Scot McKnight reviews Wesley Hill’s book Spiritual Friendship (Brazos, 2015). Vowed, formalized, celibate, same-sex friendship was a real thing in the Middle Ages. Hill sees it as something that needs to be recaptured.

The Amazon summary reads,

Friendship is a relationship like no other. Unlike the relationships we are born into, we choose our friends. It is also tenuous–we can end a friendship at any time. But should friendship be so free and unconstrained? Although our culture tends to pay more attention to romantic love, marriage, family, and other forms of community, friendship is a genuine love in its own right. This eloquent book reminds us that Scripture and tradition have a high view of friendship. Single Christians, particularly those who are gay and celibate, may find it is a form of love to which they are especially called.

Writing with deep empathy and with fidelity to historic Christian teaching, Wesley Hill retrieves a rich understanding of friendship as a spiritual vocation and explains how the church can foster friendship as a basic component of Christian discipleship. He helps us reimagine friendship as a robust form of love that is worthy of honor and attention in communities of faith. This book sets forth a positive calling for celibate gay Christians and suggests practical ways for all Christians to cultivate stronger friendships.

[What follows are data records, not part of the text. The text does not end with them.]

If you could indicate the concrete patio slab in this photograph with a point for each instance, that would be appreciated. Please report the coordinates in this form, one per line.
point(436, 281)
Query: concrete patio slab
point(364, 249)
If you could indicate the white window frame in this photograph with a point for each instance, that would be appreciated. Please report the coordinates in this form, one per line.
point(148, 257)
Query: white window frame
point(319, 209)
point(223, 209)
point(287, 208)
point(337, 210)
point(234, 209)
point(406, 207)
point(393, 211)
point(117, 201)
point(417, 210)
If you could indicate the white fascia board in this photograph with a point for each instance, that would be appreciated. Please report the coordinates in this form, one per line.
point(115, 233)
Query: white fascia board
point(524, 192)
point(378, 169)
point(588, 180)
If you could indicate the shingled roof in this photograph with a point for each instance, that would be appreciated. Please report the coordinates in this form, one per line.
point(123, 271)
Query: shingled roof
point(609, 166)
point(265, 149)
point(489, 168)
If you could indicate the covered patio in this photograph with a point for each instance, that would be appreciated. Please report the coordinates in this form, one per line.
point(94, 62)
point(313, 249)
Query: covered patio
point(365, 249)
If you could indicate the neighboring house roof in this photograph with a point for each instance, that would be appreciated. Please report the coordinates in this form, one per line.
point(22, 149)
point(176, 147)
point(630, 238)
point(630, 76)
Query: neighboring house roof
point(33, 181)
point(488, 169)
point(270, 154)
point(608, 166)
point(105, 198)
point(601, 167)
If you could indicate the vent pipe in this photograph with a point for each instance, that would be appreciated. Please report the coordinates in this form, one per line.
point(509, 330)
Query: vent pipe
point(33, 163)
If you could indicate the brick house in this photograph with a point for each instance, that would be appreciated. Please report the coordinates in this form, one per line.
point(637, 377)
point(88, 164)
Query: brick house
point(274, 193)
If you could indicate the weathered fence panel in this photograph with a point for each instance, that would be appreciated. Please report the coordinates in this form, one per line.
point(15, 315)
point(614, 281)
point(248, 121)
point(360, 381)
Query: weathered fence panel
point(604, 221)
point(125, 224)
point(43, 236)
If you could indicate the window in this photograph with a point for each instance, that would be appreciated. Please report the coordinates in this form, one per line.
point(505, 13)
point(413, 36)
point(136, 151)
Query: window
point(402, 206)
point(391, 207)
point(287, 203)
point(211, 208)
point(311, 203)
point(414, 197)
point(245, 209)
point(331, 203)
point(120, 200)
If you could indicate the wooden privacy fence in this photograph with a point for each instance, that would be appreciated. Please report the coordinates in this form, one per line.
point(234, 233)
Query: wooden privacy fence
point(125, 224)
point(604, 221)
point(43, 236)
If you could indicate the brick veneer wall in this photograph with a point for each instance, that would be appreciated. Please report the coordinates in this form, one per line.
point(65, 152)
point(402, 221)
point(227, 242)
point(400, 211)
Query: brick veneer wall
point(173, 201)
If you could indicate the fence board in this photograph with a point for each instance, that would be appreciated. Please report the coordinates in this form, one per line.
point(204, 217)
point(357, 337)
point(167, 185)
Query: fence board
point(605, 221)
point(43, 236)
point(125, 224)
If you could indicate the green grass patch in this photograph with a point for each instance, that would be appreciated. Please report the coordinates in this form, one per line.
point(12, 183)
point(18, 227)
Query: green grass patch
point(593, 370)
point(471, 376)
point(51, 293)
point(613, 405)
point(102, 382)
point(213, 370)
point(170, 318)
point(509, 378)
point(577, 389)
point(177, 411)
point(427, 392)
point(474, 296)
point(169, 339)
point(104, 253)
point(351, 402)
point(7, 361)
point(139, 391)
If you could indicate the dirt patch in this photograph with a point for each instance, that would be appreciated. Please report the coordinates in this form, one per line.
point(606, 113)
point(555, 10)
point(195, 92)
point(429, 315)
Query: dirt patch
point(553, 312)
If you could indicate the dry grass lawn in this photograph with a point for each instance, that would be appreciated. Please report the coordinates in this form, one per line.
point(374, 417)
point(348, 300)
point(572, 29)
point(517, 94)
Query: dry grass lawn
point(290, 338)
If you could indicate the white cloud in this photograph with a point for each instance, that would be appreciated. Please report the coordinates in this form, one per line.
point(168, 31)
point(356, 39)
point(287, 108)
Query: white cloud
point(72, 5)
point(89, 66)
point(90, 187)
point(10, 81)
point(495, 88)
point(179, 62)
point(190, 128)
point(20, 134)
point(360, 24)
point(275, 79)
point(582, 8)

And McKnight closes his review with this quotation:

I find myself wondering which is the greater danger—the ever-present possibility of codependency, sexual transgression, emotional smothering (and other temptations that come with close friendship) or else the burden, not to mention the attendant temptations, of isolation and solitude created by the absence of human closeness ? A great company of saints witnesses to the fact that we can indeed flourish without romance, marriage, or children; I don’t know of one who witnesses to the possibility of our flourishing without love altogether (41).